On reflection, it is tempting to consider whether this trial offers any clues as to the mode of DMQ’s treatment effect and any guidance regarding the future design of ALS clinical trials. As previously noted, DMQ exerts pleiotropic pharmacologic effects. Which of its effects, alone or in combination, account for the favorable treatment outcome in this study will require further investigation. We doubt that its effect on glutamate is primarily responsible for at least 2 reasons. Firstly, riluzole has never been reported to enhance bulbar function but, interestingly patients with bulbar-onset disease were reported to be more responsive to treatment than other patients [33]. Secondly, ceftriaxone, a drug that upregulates the glutamate transporter, failed to exert any benefits in a large, controlled study [34]. As sigma-1 receptors preferentially decorate brainstem neurons, the most parsimonious explanation for the effect of DMQ is its ability to facilitate the function of these motor neurons.

It should be noted that 18 of the 52 patients reported the same or worse CNS-BFS scores after DMQ treatment relative to placebo (see Fig. 3B). Nonresponders could represent a subgroup that is refractory to this mode of treatment for one reason or another. In the era of personalized medicine, identification of such a subgroup would be of paramount importance. A parallel argument could be made that patients’ who responded to treatment did so based on a nonspecific drug effect. By analogy with the placebo effect, it might be assumed that a drug such as DMQ that affected patients’ mood or enhanced arousal, to cite 2 factors, could favorably influence patients’ perception of their ability to speak and/or swallow.
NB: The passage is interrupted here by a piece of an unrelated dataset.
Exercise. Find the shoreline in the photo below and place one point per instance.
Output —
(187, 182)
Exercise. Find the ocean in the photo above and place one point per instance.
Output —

While we cannot exclude this possibility, we consider it unlikely, primarily because treatment had no effect on patients’ ability to perform a wide range of other activities as interrogated by the ALSFRS-R. Only the bulbar component of the ALSFRS-R significantly changed during the treatment limb of the trial. Patients noted no change in other components of the ALSFRS-R, including their ability to write, dress, climb stairs, and so on.

This trial result could conceivably redirect thinking about future ALS drug trials which, to date, have primarily emphasized survival as the primary endpoint. At the minimum, this trial demonstrates that all motor neurons are not created equal. It has long been known that cranial nerves innervating the eye muscles for the most part are resistant to ALS [35]. As we observed no effect on functions subserved by spinal motor neurons, it is fair to state that these neurons are qualitatively different than the cranial motor neurons that facilitate bulbar functions such as speech and swallowing. Given the success of this trial, one could argue for placing more emphasis in the future on treatments that enhance the functional abilities of patients with ALS and kindred disorders. A step in this direction might be the recent effort to utilize a skeletal muscle activator to enhance motor function [36]. Equally important might be a drug trial to enhance cognitive function in the instance of ALS associated with frontotemporal dementia. Until we have a better understanding of ALS, this treatment strategy may be the fork in the road not yet taken.